Straightforward attempts on the psychological side to get the sufferer to become interested in something produce very meager results. What is needed is to increase energy through breathing, grounding, and vibration.

Depression is not 'a very sad state' although inability to grieve a loss can lead to depression. Depression is the end point to living by will alone, which depletes energy without renewing it.

Low level depression is a way of life for very many people. Psychology has a word for it, dysthymia. At this level, life may have some satisfactions, and sufferers are able to meet their economic and role responsibilities as they understand them. Still, the machinery and fundamentals of depression are just underneath the surface. Deeper depressions do break through from time to time, and at best life seems a chase of contentment that is always out of reach. One can think of major depression as being decompensated and dysthymia as being compensated.
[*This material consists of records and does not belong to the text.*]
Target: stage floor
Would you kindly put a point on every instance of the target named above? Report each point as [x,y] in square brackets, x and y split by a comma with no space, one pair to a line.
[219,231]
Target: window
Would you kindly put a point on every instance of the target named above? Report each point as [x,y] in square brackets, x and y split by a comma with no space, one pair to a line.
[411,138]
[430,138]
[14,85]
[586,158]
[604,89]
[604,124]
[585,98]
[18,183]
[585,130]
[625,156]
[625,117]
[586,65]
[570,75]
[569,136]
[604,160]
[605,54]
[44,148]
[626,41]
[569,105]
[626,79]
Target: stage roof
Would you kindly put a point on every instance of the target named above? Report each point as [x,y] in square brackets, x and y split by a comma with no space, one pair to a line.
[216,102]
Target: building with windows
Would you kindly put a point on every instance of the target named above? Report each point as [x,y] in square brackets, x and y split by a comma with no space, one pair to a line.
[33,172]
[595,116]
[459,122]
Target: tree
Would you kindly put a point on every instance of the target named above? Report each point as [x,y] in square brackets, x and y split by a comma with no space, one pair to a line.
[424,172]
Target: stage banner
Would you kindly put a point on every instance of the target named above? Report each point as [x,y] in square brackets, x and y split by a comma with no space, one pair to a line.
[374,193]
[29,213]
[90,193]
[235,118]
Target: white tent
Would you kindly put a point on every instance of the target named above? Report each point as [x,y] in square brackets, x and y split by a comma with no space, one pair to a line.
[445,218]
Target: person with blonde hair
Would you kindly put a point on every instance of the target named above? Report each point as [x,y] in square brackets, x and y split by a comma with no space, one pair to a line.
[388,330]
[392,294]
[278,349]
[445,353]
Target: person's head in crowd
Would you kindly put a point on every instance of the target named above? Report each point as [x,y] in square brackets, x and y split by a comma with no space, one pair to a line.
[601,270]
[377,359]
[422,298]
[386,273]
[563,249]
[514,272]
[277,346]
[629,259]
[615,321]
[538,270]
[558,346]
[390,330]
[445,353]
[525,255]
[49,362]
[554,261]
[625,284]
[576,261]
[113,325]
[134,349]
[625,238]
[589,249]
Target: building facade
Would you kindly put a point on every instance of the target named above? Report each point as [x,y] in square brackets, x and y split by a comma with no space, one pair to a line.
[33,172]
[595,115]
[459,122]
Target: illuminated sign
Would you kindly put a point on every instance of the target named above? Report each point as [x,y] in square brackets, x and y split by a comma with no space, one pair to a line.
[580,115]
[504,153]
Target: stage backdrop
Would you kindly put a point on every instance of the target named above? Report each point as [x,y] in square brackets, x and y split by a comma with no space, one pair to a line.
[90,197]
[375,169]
Although depression in some sense can be thought of as 'bad luck', it is not random. It is the consequence of joyless living, and often precipitated by a disillusionment. The illusion that shatters is frequently that one can earn love by achievement or self-sacrifice. The capacity for joyful living will naturally develop in a child, unless social and familial pressures and injuries prevent it.

The mainstream culture usually attributes depression to a strangely persistent mental error. Depressed persons are pressured to to think correctly, and told further that correct thoughts lead to good feelings. This often leads the depressed person to hide his or her 'illogical' thoughts. These cognitive distortions are the mind's best effort to understand very painful feelings that are real and that also are reflected in the state of the body. They are so compelling and persistent because they make 'sense' (as in sensation) about what is really happening with a person.

After great physical activity, say an all day mountain hike, the body may be exhausted, but also very satisfied because energy and excitement was there in the beginning of the hike and was discharged. This provides the satisfied feeling and sets the stage for rapid reaccumulation of energy. Depression however, is exhaustion without satisfaction. Energy cannot be easily accumulated because it is difficult to discharge it. The energy level of an organism will be determined by the demand, but the demand is not set by will power, but by breathing and body motility.

Elation can lift a depression, but as disillusionment comes depression returns. The path to feeling better actually consists of overcoming a reliance on the false lift of elation, building a solid base of energy and satisfaction, and possessing well-grounded healing anger.